First of all, let's get the big picture

[user@box name]# ./tw_cli show

or

[user@box name]# ./tw_cli info

 

which both return, for example:

Ctl   Model        (V)Ports  Drives   Units   NotOpt  RRate   VRate  BBU
------------------------------------------------------------------------
c0    8006-2LP     2             2          1         1           3       -        -       

This means controller c0 has two drives on two ports, one of which has a problem.

Now try

[user@box name]# ./tw_cli info c0

This asks for info on unit c0

Unit  UnitType  Status         %RCmpl  %V/I/M  Stripe  Size(GB)  Cache  AVrfy
------------------------------------------------------------------------------
u0    RAID-1    DEGRADED       -       -       -       139.735   ON     -      

Port   Status           Unit   Size        Blocks        Serial
---------------------------------------------------------------
p0     DEGRADED         u0     139.73 GB   293046768     WD-WMAP41084290     
p1     OK               u0     139.73 GB   293046768     WD-WXC0CA9D2877    

Very similar to this is

[user@box name]# ./tw_cli info c0 u0

this produces the same info as above but in a slightly more compact form:

Unit     UnitType  Status         %RCmpl  %V/I/M  Port  Stripe  Size(GB)
------------------------------------------------------------------------
u0       RAID-1    DEGRADED       -       -       -     -       139.735   
u0-0     DISK      DEGRADED       -       -       p0    -       139.735   
u0-1     DISK      OK             -       -       p1    -       139.735  

Here u0-0 means unit u0, port p0

Both of the above outputs show there are two drives in our RAID-1 array. Our array has only one unit - u0, which I think is standard for RAID-1. I think that other RAID configurations RAID-10 or RAID-6 might have more than one unit per controller, but as this doesn't affect us, I haven't paid too much attention.

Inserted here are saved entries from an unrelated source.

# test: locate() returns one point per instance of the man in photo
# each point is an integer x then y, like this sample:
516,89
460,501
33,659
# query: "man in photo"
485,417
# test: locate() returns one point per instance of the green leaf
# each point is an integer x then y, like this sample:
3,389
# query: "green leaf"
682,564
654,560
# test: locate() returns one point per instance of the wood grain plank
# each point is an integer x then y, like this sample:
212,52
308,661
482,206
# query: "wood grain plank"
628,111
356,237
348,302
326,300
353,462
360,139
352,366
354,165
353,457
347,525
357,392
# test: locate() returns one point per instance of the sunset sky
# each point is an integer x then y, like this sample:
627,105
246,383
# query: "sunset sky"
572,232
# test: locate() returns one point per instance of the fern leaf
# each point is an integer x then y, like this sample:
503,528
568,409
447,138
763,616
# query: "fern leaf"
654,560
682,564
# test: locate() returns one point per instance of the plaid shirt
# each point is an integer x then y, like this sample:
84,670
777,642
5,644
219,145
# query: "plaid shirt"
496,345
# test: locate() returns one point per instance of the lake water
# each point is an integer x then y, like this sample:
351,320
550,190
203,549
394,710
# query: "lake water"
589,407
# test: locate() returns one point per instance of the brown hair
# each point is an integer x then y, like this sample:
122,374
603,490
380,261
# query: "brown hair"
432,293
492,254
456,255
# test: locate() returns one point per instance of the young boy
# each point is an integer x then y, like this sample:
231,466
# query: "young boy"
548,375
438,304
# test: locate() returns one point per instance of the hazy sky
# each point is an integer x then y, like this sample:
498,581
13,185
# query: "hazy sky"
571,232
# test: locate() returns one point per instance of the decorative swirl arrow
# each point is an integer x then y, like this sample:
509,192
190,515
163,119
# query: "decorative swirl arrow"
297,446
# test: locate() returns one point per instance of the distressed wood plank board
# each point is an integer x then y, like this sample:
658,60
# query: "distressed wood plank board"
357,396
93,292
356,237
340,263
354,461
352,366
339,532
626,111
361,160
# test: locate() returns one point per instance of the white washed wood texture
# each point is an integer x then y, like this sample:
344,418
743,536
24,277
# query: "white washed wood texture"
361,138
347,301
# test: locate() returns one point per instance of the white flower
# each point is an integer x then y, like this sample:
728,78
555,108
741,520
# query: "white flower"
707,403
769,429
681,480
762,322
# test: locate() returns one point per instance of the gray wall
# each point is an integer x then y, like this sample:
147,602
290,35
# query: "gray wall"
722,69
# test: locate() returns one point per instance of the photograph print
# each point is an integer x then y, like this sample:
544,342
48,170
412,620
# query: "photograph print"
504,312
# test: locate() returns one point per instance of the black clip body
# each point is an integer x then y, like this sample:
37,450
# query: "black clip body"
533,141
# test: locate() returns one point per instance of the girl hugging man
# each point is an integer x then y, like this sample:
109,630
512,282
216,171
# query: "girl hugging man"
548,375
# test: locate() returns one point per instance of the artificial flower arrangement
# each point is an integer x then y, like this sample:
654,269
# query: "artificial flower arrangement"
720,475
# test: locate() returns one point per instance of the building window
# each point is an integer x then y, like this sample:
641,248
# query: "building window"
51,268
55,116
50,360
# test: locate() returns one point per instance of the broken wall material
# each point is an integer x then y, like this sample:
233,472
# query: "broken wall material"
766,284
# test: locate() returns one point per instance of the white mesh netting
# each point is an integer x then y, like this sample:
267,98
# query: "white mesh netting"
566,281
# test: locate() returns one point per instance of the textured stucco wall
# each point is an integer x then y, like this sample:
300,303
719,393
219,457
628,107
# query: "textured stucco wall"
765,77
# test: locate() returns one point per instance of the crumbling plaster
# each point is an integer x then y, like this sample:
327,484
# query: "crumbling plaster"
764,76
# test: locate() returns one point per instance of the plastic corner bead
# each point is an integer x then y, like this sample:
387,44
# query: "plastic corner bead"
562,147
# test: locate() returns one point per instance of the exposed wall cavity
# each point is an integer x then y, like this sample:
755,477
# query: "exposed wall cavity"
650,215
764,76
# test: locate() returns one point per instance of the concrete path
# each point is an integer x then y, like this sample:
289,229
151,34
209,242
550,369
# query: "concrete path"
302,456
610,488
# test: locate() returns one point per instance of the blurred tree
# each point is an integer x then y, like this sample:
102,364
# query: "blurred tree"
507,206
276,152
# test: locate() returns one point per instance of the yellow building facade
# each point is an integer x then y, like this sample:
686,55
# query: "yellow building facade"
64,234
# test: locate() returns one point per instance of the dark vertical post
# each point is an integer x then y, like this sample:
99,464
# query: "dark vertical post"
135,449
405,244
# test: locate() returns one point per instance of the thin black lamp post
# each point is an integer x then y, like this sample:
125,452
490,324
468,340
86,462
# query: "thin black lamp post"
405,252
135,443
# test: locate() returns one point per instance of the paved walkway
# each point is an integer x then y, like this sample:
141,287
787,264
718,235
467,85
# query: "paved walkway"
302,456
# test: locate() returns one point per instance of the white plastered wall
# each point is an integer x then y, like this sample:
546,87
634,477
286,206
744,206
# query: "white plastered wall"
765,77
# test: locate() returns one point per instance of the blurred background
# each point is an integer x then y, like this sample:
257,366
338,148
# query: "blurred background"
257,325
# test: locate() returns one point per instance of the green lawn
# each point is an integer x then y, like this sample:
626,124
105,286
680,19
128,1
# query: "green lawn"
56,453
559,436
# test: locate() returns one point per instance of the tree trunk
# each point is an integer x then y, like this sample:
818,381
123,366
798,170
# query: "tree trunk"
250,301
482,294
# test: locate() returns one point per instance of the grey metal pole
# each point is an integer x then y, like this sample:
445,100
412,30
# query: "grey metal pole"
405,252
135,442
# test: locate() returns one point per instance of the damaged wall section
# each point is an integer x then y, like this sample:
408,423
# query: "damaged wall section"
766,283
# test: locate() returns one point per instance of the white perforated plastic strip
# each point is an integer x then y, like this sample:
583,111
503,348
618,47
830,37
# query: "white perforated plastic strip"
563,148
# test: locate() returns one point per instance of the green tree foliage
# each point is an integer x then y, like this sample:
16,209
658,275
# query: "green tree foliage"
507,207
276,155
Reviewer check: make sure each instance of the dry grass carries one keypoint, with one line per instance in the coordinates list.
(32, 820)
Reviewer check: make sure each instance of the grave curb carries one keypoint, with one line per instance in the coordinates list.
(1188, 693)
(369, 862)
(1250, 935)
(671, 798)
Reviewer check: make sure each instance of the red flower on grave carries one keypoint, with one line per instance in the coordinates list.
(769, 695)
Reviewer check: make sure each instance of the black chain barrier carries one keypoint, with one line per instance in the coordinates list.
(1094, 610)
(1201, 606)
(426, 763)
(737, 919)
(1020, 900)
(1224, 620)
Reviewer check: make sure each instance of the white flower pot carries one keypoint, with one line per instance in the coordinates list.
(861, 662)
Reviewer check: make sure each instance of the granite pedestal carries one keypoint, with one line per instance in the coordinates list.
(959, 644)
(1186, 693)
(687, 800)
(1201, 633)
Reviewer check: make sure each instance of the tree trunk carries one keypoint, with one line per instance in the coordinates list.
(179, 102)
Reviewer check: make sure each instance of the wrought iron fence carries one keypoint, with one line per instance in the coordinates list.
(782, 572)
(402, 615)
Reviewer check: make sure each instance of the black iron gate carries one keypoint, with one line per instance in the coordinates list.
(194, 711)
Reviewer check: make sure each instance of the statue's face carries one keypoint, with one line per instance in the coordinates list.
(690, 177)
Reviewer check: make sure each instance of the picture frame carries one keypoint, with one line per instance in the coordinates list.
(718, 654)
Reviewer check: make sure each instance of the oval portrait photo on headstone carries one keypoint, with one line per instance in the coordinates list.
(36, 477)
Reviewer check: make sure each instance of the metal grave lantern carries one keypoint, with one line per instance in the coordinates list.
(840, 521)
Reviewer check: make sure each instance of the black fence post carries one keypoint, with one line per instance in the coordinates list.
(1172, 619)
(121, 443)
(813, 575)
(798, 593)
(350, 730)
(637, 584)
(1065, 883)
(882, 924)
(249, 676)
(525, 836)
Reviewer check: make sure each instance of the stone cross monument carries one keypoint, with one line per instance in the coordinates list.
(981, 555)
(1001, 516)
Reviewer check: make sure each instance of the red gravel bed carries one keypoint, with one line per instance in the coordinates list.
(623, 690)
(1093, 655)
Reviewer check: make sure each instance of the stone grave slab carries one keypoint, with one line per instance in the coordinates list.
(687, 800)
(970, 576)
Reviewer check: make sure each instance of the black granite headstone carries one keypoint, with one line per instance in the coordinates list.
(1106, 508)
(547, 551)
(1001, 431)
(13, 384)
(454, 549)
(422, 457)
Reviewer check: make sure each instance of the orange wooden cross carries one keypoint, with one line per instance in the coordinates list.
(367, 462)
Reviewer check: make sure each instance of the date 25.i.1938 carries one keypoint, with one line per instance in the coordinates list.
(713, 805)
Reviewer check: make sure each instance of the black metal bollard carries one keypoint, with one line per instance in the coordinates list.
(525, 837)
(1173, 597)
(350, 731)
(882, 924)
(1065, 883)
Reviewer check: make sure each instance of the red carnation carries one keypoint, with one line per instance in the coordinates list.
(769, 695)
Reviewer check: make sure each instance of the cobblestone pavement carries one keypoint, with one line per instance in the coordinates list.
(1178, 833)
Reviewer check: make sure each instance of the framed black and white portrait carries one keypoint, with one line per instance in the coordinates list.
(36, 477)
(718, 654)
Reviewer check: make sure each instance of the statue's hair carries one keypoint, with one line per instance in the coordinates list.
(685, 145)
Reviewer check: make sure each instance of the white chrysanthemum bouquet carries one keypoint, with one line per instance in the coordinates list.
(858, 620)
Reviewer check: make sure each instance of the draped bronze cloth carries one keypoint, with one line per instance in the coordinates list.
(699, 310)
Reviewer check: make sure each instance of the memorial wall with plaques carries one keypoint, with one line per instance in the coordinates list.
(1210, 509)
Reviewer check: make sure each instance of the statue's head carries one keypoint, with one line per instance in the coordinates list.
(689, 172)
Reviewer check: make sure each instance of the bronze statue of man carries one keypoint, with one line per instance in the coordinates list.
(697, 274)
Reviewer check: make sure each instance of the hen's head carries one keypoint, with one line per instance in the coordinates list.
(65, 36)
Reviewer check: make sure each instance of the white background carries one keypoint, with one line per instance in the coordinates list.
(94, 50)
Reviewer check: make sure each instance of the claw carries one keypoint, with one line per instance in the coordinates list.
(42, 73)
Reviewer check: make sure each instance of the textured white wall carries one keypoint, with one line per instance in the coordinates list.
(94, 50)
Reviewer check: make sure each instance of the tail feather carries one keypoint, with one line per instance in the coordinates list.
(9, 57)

 The RAID array is degraded i.e. it is not functioning properly. In this case it is because the disk on port p0 is itself degraded. This probably means it has errors, but it may just mean it has stopped working properly for another reason, so it may be worth trying to rebuild the array again. You do this as follows:

[user@box name]# ./tw_cli maint remove c0 p0

 This removes the degraded disk from the array, producing the following output

Removing port /c0/p0 ... Done.

If we now run:

[user@box name]# ./tw_cli info c0 u0

we get a slightly different result

Unit     UnitType  Status         %RCmpl  %V/I/M  Port  Stripe  Size(GB)
------------------------------------------------------------------------
u0       RAID-1    DEGRADED       -       -       -     -       139.735   
u0-0     DISK      DEGRADED       -       -       -     -       139.735   
u0-1     DISK      OK             -       -       p1    -       139.735  

The only difference here is that disk u0-0 is no longer assigned to port 0. Now you have to find the disk again...

[user@box name]# ./tw_cli maint rescan c0

This produces the following output, if it finds the disk i.e. it hasn't stopped spinning or something.

Rescanning controller /c0 for units and drives ...Done.
Found the following unit(s): [none].
Found the following drive(s): [/c0/p0].

If you run it again, it won't find anything second time around, cos it has already found it once! At this point it's possible that info c0 u0 still won't show the degraded disk as being on port p0, but 

[user@box name]# ./tw_cli info c0

gives

Unit  UnitType  Status         %RCmpl  %V/I/M  Stripe  Size(GB)  Cache  AVrfy
------------------------------------------------------------------------------
u0    RAID-1    DEGRADED       -       -       -       139.735   ON     -      

Port   Status           Unit   Size        Blocks        Serial
---------------------------------------------------------------
p0     OK               -      139.73 GB   293046768     WD-WMAP41084290     
p1     OK               u0     139.73 GB   293046768     WD-WXC0CA9D2877    

so perhaps it's a latency thing, or perhaps they just differ in what they show at this stage.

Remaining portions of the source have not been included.